A PACIFIC HURRICANE.
Our meal over, the three remaining prisoners were released, and offered their choice between being landed on the island to join the other men, and returning to duty. I reminded them that their conduct in having aided and abetted the more active among the mutineers to seize the ship rendered them guilty of the crime of piracy—a crime punishable with death—and that it still remained with me to clap them in irons, if I pleased, and keep them prisoners until an opportunity should arrive to hand them over to justice, charged with that offence. I added that as it appeared, however, that they, the three men in question, seemed only to have passively consented to the deed of the others, I had no desire to be severe with them; I was anxious rather to give them an opportunity of retrieving their character; and would willingly do so could I but feel assured that, separated as they would be from their more guilty comrades, they would henceforward serve me faithfully, I said that if they were prepared to do this, I, on my part, was willing to forgive them their share in the mutiny, and to treat them as though the incident had never occurred. I warned them, however, that unless they were fully prepared, not only to solemnly pledge themselves to fidelity, but also to faithfully fulfil that pledge, it would be infinitely better for them to elect to be landed on the island to take their chance with the rest; for I assured them that, should they take the pledge of fidelity, and afterwards break it, I would, upon the first symptom of insubordination, clap them in irons and hand them over to the authorities, as pirates, at the first port we might happen to touch. This address had precisely the effect upon the fellows that I desired; the mention of the word "piracy," and the reminder of the penalty due to that crime, thoroughly frightened them; while my promise, on the other hand, of forgiveness as the reward for faithful service in the future, had all the reassuring influence that I intended it to have; and upon the conclusion of my lecture, they with one accord begged my pardon for what had already happened, and most fervently promised that I should have no cause of complaint against them in the future.

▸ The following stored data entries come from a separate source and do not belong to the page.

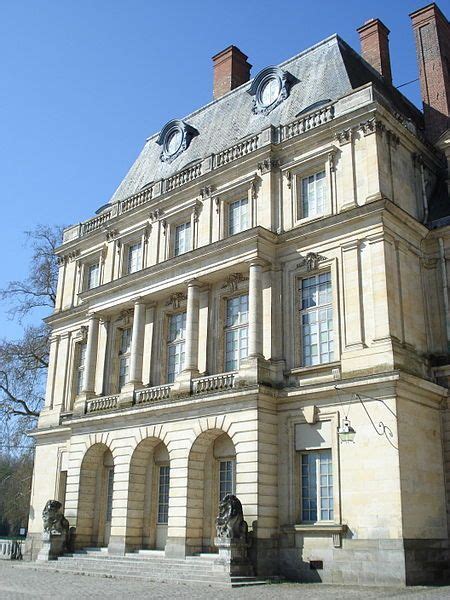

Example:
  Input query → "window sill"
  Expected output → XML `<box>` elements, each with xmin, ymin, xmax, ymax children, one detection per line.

<box><xmin>290</xmin><ymin>523</ymin><xmax>346</xmax><ymax>534</ymax></box>
<box><xmin>288</xmin><ymin>360</ymin><xmax>340</xmax><ymax>377</ymax></box>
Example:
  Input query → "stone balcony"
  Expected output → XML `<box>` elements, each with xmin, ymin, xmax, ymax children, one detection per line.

<box><xmin>78</xmin><ymin>372</ymin><xmax>239</xmax><ymax>417</ymax></box>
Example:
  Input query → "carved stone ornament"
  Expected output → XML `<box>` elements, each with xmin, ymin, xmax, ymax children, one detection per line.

<box><xmin>80</xmin><ymin>326</ymin><xmax>88</xmax><ymax>343</ymax></box>
<box><xmin>215</xmin><ymin>494</ymin><xmax>248</xmax><ymax>541</ymax></box>
<box><xmin>199</xmin><ymin>185</ymin><xmax>214</xmax><ymax>199</ymax></box>
<box><xmin>248</xmin><ymin>66</ymin><xmax>293</xmax><ymax>116</ymax></box>
<box><xmin>117</xmin><ymin>308</ymin><xmax>133</xmax><ymax>326</ymax></box>
<box><xmin>359</xmin><ymin>117</ymin><xmax>384</xmax><ymax>137</ymax></box>
<box><xmin>150</xmin><ymin>208</ymin><xmax>163</xmax><ymax>222</ymax></box>
<box><xmin>386</xmin><ymin>129</ymin><xmax>400</xmax><ymax>148</ymax></box>
<box><xmin>258</xmin><ymin>157</ymin><xmax>279</xmax><ymax>174</ymax></box>
<box><xmin>100</xmin><ymin>244</ymin><xmax>108</xmax><ymax>264</ymax></box>
<box><xmin>156</xmin><ymin>119</ymin><xmax>198</xmax><ymax>164</ymax></box>
<box><xmin>105</xmin><ymin>228</ymin><xmax>118</xmax><ymax>242</ymax></box>
<box><xmin>297</xmin><ymin>251</ymin><xmax>327</xmax><ymax>272</ymax></box>
<box><xmin>285</xmin><ymin>170</ymin><xmax>292</xmax><ymax>189</ymax></box>
<box><xmin>192</xmin><ymin>200</ymin><xmax>202</xmax><ymax>223</ymax></box>
<box><xmin>335</xmin><ymin>127</ymin><xmax>353</xmax><ymax>145</ymax></box>
<box><xmin>56</xmin><ymin>255</ymin><xmax>66</xmax><ymax>267</ymax></box>
<box><xmin>166</xmin><ymin>292</ymin><xmax>187</xmax><ymax>310</ymax></box>
<box><xmin>222</xmin><ymin>273</ymin><xmax>248</xmax><ymax>292</ymax></box>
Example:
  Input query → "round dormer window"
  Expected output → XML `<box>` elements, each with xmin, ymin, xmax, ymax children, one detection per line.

<box><xmin>248</xmin><ymin>66</ymin><xmax>292</xmax><ymax>116</ymax></box>
<box><xmin>165</xmin><ymin>128</ymin><xmax>183</xmax><ymax>157</ymax></box>
<box><xmin>259</xmin><ymin>76</ymin><xmax>282</xmax><ymax>108</ymax></box>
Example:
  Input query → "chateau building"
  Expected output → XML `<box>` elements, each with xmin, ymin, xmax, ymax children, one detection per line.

<box><xmin>26</xmin><ymin>3</ymin><xmax>450</xmax><ymax>585</ymax></box>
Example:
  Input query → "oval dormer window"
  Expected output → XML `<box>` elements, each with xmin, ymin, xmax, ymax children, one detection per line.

<box><xmin>156</xmin><ymin>119</ymin><xmax>198</xmax><ymax>163</ymax></box>
<box><xmin>248</xmin><ymin>66</ymin><xmax>292</xmax><ymax>116</ymax></box>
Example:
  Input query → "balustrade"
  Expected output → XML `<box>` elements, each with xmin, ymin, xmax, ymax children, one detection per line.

<box><xmin>135</xmin><ymin>384</ymin><xmax>173</xmax><ymax>404</ymax></box>
<box><xmin>86</xmin><ymin>394</ymin><xmax>119</xmax><ymax>413</ymax></box>
<box><xmin>192</xmin><ymin>372</ymin><xmax>237</xmax><ymax>394</ymax></box>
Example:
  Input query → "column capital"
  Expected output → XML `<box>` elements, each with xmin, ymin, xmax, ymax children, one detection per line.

This important matter settled thus far to my satisfaction, I sent Barr and Christianssen aloft to loose the fore-topsail and topgallantsail, while Joe and the negro performed a similar duty on the mainmast, both parties receiving instructions to cast off the lashings from the staysails on their way down. While this was doing, Forbes lay out upon the jib-boom and loosed the jib and fore-topmast staysail, I busying myself, meanwhile, in casting loose the mizzen. Presently, Joe hailed from aloft that the men on shore had made their appearance on the beach; and, upon looking in that direction, I saw the whole party of them gathered there, close to the water's edge, intently watching our movements. Just then Sir Edgar made his appearance on deck, and, with a cheery "good morning," laughingly declared that he intended to ship for the voyage to the nearest port as an "honorary seaman," and was ready to enter upon his duties at once. I, of course, thanked him for this kind proffer of his services, assuring him that, short-handed as we were, it would be in his power to render us invaluable assistance; and, the hands at that moment coming down from aloft, we sheeted home the topsails, and got the yards to the mastheads.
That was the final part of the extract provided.